Chris Bizer: "Within the corporate market, there is interest in using Linked Data as a lightweight, pay-as-you-go data integration technology."
17.04.2009
So far little awareness exists about the commercial opportunities of linked data. Andreas Blumauer (SWC) talked to Chris Bizer, mastermind behind the DB-Pedia project and advocate of the linking open data philosophy, about the emerging market for deep web applications, its value for corporate purposes, and the need for information accountability and privacy awareness.
Chris, you are one of the keyplayers and insiders of the Semantic Web community. From your perspective, what are the most interesting scenarios where linked data technologies will be used in the next few months or years?
The deployment of Linked Data technologies is mostly content driven as more and more people realize that there are many interesting datasets available as Linked Data on the Web and want to use these datasets or interlink new datasets with them. I therefore think that the topics of the datasets in the Linking Open Data cloud are already a good indicator for the further development: There are lots of life sciences related datasets, there is lots of data related to publications and the library world, and there is an increasing amount of geographic information. The W3C Semantic Web for Health Care and Life Sciences Interest Group is doing really good outreach work towards the life sciences community and there are first Linked Data pilot project running within pharma companies like Eli Lilly. The growing interest in the libraries community is shown by Linked Data being a main topic of this year’s Dublic Core conference in Seoul and by the new Open Archives Object Reuse and Exchange (OAI-ORE) standard that is build on the Linked Data principles. Other domains in which we will see increasing Linked Data deployment soon are in my opinion the media industry, the sharing of scientific data in general and easing the access to government and other public sector data. Initiatives into the last direction are currently being pushed by the Obama administration and the UK Office of Public Sector Information. Within the media industry, the BBC and Thomson Reuters already use Linked Data technologies. The BBC to interlink their content with external data sources like Musicbrainz and DBpedia. Reuters to annotate documents with concepts from the Web of Data via the Calais service.

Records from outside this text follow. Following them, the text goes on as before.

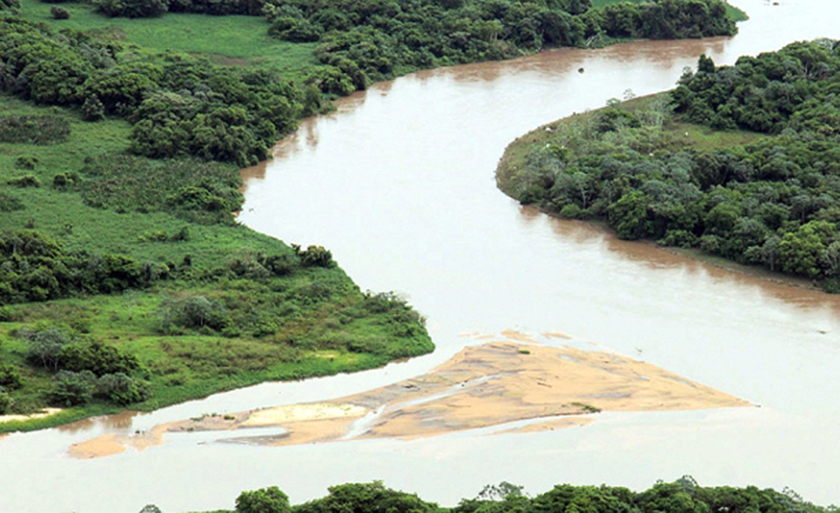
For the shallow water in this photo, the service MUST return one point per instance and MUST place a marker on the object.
(399, 185)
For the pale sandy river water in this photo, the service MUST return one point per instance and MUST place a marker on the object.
(399, 185)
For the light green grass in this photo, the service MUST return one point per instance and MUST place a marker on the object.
(235, 40)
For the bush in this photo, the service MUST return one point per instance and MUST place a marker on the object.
(40, 130)
(59, 13)
(9, 377)
(193, 312)
(25, 181)
(122, 389)
(6, 402)
(264, 500)
(96, 357)
(43, 348)
(131, 8)
(72, 388)
(9, 203)
(315, 256)
(93, 109)
(26, 162)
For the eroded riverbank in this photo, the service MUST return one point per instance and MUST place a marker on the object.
(482, 386)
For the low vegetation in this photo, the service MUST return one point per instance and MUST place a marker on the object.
(124, 276)
(738, 161)
(682, 496)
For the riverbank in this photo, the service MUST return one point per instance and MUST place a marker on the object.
(695, 183)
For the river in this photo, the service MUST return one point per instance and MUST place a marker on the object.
(399, 184)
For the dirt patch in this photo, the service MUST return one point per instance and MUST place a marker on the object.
(550, 425)
(482, 386)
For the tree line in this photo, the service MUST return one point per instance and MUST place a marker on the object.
(682, 496)
(773, 202)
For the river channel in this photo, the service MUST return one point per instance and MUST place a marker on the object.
(399, 185)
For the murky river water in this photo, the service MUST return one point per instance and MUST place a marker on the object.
(399, 185)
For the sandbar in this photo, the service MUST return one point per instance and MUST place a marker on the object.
(481, 386)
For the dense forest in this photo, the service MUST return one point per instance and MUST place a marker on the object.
(739, 161)
(189, 107)
(124, 276)
(682, 496)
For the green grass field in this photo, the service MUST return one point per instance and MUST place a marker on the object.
(312, 322)
(234, 40)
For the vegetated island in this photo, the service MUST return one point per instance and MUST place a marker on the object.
(684, 495)
(741, 162)
(124, 277)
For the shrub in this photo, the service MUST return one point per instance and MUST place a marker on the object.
(131, 8)
(119, 388)
(43, 348)
(264, 500)
(72, 388)
(93, 109)
(9, 377)
(6, 402)
(65, 180)
(26, 162)
(96, 357)
(193, 312)
(40, 130)
(9, 203)
(59, 13)
(315, 256)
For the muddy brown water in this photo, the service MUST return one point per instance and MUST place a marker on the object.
(399, 185)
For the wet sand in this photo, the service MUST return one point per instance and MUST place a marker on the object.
(482, 386)
(114, 443)
(46, 412)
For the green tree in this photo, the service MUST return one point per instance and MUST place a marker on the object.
(264, 500)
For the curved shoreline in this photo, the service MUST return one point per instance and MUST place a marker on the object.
(506, 168)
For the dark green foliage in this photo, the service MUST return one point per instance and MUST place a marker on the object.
(120, 388)
(794, 88)
(59, 13)
(6, 402)
(9, 377)
(179, 107)
(43, 348)
(314, 256)
(774, 202)
(131, 8)
(9, 203)
(366, 498)
(193, 190)
(25, 181)
(193, 312)
(93, 109)
(264, 500)
(364, 41)
(41, 130)
(26, 162)
(72, 388)
(34, 267)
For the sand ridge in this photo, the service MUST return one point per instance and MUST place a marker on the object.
(481, 386)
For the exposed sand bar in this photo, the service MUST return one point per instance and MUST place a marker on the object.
(482, 386)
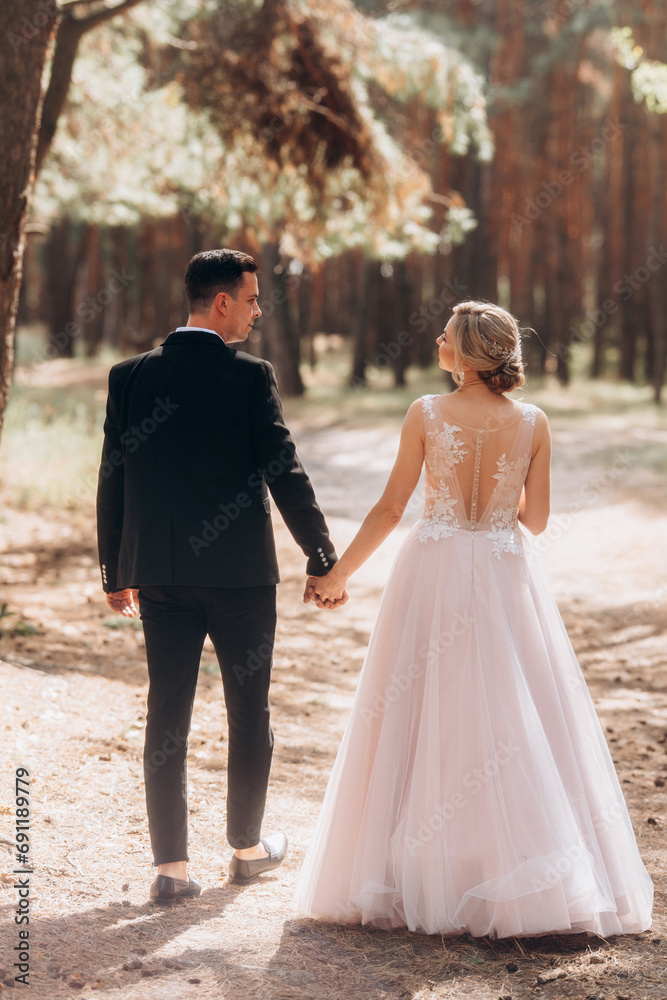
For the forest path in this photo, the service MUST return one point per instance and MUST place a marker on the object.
(74, 699)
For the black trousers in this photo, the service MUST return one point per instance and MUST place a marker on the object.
(241, 623)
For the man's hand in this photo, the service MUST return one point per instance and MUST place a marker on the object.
(124, 602)
(310, 594)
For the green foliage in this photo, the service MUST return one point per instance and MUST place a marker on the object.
(260, 123)
(649, 77)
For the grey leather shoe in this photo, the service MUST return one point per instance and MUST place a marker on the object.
(244, 872)
(167, 891)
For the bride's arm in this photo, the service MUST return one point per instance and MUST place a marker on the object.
(534, 505)
(387, 512)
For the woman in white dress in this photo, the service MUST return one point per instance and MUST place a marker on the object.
(473, 789)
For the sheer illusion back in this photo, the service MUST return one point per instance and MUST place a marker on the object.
(474, 789)
(474, 475)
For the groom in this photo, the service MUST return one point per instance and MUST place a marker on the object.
(193, 436)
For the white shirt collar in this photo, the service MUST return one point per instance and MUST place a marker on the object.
(180, 329)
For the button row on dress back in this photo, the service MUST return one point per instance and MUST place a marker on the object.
(475, 482)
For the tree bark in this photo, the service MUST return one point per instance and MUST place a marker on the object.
(27, 33)
(281, 336)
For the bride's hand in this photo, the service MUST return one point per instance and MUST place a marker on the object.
(336, 595)
(330, 589)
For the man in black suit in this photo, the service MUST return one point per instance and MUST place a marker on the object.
(194, 439)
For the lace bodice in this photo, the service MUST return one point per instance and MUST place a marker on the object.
(474, 475)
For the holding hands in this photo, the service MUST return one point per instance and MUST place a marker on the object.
(326, 591)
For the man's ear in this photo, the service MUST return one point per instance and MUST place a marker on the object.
(221, 302)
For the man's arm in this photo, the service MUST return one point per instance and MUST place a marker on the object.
(110, 499)
(286, 477)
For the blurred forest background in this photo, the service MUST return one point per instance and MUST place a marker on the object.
(382, 160)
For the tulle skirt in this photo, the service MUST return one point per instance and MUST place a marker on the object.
(473, 789)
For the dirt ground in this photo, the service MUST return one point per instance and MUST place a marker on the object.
(73, 689)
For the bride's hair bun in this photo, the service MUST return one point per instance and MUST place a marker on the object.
(487, 339)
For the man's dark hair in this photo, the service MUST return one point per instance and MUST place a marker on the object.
(213, 271)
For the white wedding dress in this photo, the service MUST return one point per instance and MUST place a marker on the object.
(474, 789)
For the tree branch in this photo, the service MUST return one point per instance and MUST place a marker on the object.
(70, 32)
(92, 21)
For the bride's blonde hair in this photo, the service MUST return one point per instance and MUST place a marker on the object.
(487, 339)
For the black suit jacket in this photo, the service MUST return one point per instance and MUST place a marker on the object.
(194, 434)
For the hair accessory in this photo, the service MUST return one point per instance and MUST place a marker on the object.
(502, 353)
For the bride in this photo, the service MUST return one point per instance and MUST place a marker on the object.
(473, 789)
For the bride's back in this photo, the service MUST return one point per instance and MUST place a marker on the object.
(475, 468)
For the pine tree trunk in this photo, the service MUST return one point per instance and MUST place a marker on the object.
(281, 336)
(26, 30)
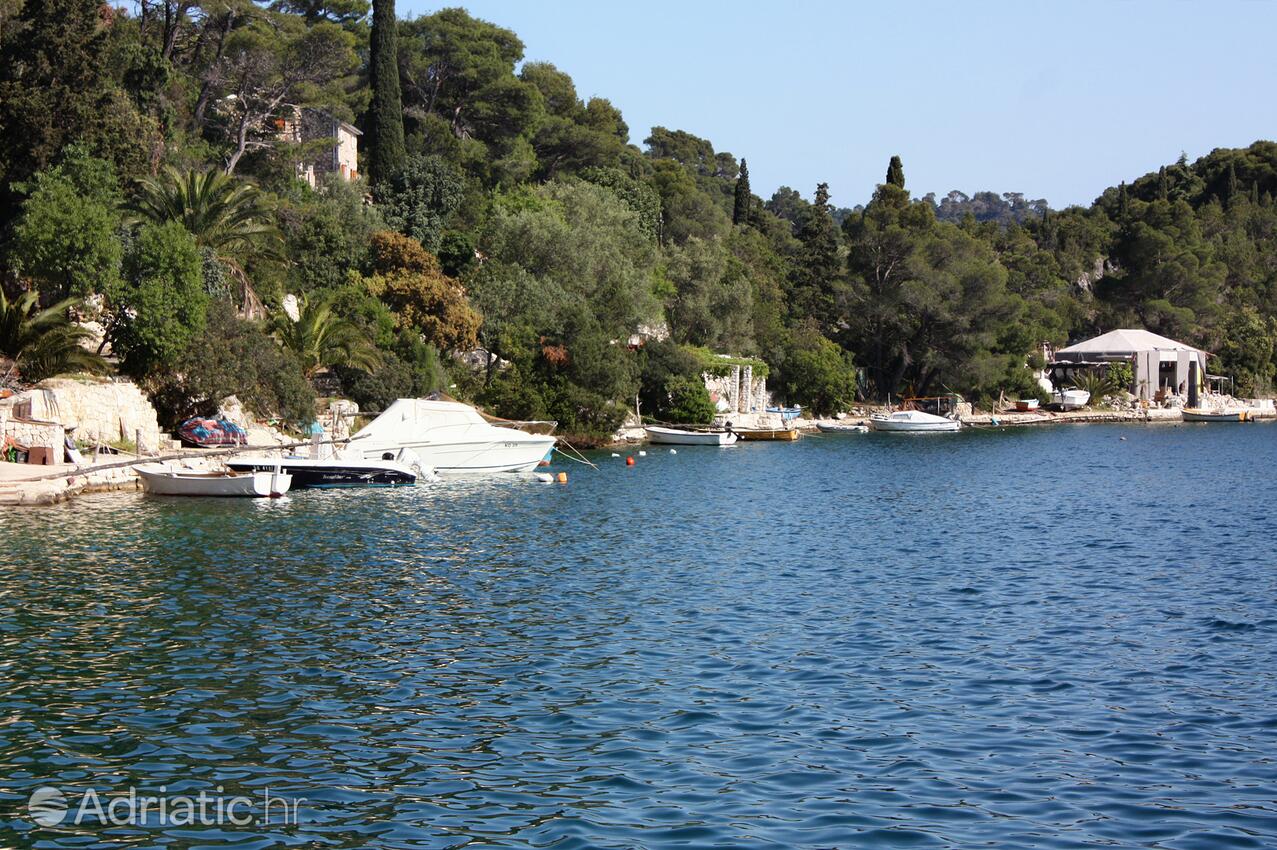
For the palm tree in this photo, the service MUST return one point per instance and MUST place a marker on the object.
(227, 217)
(46, 342)
(319, 338)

Can you see a market for linked data applications yet?
When talking about markets, we should distinguish between applications that rely on the public Web of Data and applications inside companies. I think we will see a growing number of applications that use data from the public Web as background knowledge to offer better search capabilities and to augment local content with additional content from the Web of Data. Interesting developments into this direction are currently happening in the search engine market where the classic search engines try to become smarter and develop into question answering machines by incorporating structured data. Yahoo for example has started to crawl RDFa and microformats from the Web and offers access to the crawled data via the BOSS API. Google is getting interested in crawling the Deep Web and will in my opinion ultimately go down the same route as Yahoo. As it is easy to crawl Linked Data from the Web and as the number of datasets that are published as Linked Data is constantly growing, I think it is just a question of time before the mayor search engines start using the data.

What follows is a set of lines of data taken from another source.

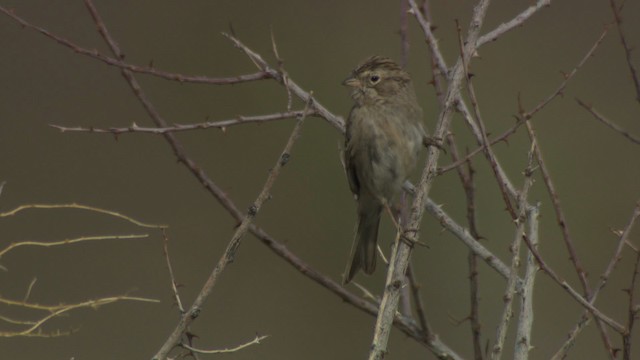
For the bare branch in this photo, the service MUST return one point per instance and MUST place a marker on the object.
(255, 341)
(507, 312)
(134, 68)
(513, 23)
(402, 251)
(609, 123)
(229, 253)
(525, 319)
(222, 124)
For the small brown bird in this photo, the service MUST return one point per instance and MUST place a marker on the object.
(383, 139)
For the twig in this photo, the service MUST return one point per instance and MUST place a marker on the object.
(255, 341)
(232, 247)
(525, 319)
(507, 312)
(513, 23)
(404, 33)
(467, 180)
(289, 84)
(57, 310)
(573, 255)
(402, 250)
(222, 124)
(632, 312)
(134, 68)
(488, 151)
(609, 123)
(418, 303)
(172, 278)
(81, 207)
(69, 241)
(584, 320)
(576, 295)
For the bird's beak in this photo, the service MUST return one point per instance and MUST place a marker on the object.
(351, 82)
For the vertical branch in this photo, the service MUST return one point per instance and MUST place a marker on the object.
(402, 250)
(525, 319)
(507, 312)
(227, 257)
(474, 300)
(633, 310)
(404, 33)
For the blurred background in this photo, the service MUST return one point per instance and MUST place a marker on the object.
(595, 170)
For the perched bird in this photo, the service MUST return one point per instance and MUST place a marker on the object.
(384, 137)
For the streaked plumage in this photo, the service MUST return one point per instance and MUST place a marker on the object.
(383, 138)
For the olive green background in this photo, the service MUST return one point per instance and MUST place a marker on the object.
(596, 172)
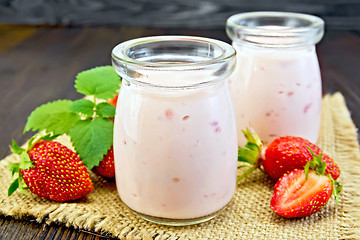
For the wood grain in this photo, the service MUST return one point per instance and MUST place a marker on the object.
(41, 64)
(210, 14)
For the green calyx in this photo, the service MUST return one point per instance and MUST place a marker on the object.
(319, 166)
(25, 161)
(88, 122)
(250, 154)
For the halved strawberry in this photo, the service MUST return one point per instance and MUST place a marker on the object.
(303, 192)
(294, 196)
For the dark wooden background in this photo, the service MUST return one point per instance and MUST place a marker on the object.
(204, 14)
(44, 44)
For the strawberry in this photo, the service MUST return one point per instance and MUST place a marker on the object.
(281, 156)
(50, 170)
(303, 192)
(285, 154)
(113, 101)
(106, 166)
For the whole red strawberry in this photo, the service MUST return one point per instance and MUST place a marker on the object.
(285, 154)
(303, 192)
(50, 170)
(106, 166)
(281, 156)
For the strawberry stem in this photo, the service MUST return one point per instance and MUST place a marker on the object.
(319, 167)
(251, 153)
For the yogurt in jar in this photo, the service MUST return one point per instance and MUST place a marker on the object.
(175, 156)
(175, 142)
(278, 92)
(276, 86)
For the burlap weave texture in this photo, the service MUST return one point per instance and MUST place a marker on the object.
(249, 215)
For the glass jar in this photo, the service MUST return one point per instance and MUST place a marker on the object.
(276, 86)
(175, 142)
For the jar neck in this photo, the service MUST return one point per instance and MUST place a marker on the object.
(173, 92)
(173, 62)
(275, 29)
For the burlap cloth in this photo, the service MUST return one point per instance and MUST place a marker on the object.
(248, 216)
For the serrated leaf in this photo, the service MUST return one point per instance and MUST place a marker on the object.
(15, 148)
(14, 185)
(83, 106)
(92, 139)
(105, 110)
(102, 82)
(52, 117)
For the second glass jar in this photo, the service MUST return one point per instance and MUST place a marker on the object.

Beside of the classic search engines, there might also be market opportunities for new search engines that specialize on Linked Data. With Falcons, Sindice, Watson, SWSE and Swoogle, there are already various prototypes around. I think the next generation of these search engines will focus on further integrating, fusing and cleansing Linked Data from various sources. This will allow them to sell access to cleaned views on the Data Web and to become central components within Linked Data applications.

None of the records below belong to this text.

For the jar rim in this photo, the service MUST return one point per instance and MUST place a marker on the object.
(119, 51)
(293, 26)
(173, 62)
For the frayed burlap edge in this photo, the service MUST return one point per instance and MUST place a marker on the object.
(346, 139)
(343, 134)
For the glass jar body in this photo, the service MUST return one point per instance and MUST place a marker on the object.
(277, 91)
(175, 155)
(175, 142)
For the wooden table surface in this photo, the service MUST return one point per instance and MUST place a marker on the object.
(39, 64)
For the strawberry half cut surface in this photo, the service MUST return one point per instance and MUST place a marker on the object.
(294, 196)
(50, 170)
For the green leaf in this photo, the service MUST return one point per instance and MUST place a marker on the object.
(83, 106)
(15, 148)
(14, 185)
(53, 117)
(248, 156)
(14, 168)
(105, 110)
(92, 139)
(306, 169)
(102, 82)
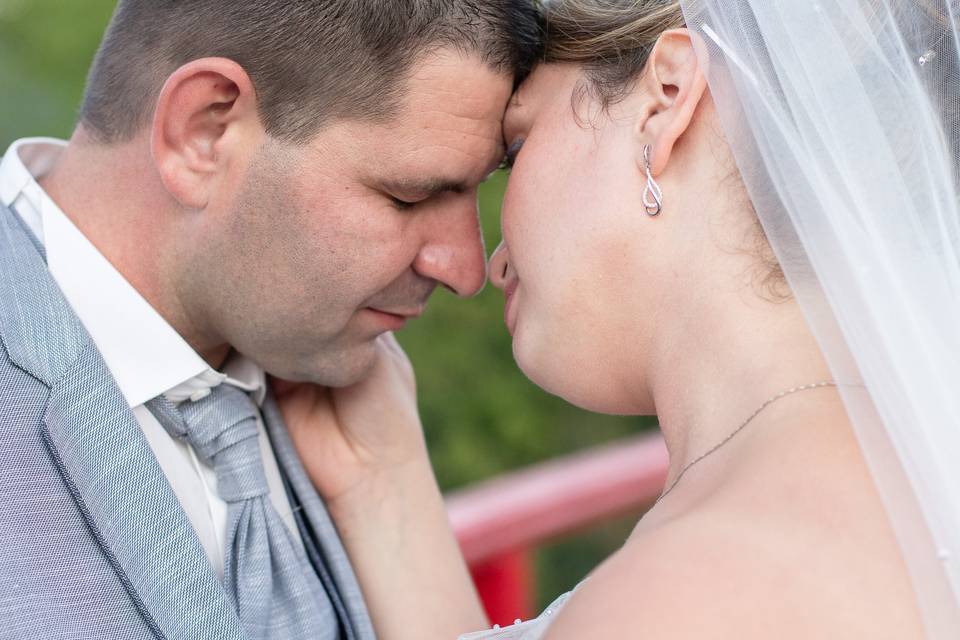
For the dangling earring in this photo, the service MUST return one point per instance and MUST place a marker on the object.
(652, 195)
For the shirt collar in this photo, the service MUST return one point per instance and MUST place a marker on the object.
(144, 353)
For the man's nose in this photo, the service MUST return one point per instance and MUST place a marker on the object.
(453, 253)
(500, 267)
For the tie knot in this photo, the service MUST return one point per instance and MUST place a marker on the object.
(222, 429)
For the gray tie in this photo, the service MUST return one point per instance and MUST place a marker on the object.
(267, 576)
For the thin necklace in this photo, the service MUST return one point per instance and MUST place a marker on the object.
(782, 394)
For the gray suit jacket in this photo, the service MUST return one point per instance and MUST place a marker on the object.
(93, 541)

Within the corporate market, there is interest in using Linked Data as a lightweight, pay-as-you-go data integration technology. In contrast to classic data warehouses which require a big upfront investment for modeling a global schema, Linked Data technologies allow companies to set up data spaces with relatively little effort. As these data spaces are being used, the companies can invest step-by-step in establishing data links, shared vocabularies or schema mappings between the sources to allow closer integration. An interesting user story that we heard from a pharma company is that within this company different information integration teams repeatedly went though the same data integration and identity resolution steps in order to combine datasets into data marts. By using Linked Data technologies to make the relations between entities within different datasets explicit, the company hopes to streamline these integration processes as things have only to be done once and other teams can use the data links and mappings afterwards.Many companies start to build their own "corporate semantic web", one of the first questions regarding the technical architecture is which triple store should be chosen. Can you recommend a method to pick the right one?
The performance of triple stores was a bottle neck a while ago, but things have improved a lot over the last two years. There are cluster editions of several triple stores now and when deployed on a proper server farm or cloud infrastructure, the stores scale very well. An indicator that might be helpful for choosing a store could be the results of the Berlin SPARQL benchmark which compares the query performance of various triple stores and SPARQL-to-SQL rewriters.
Compared to other technologies like "triplify", what are the advantages of your D2RQ mapping technology? What’s new in your latest release?
Triplify is a lightweight relational database to RDF mapping technology that aims at making it easy to extend existing Web applications with a Linked Data interface. In contrast, D2RQ also covers more complex mappings and provides SPARQL access to non-RDF databases. The latest release extended D2RQ with the ability to publish schema mappings between different data sources and significantly increased the performance of the D2RQ engine by using an improved SPARQL-to-SQL rewriting algorithm.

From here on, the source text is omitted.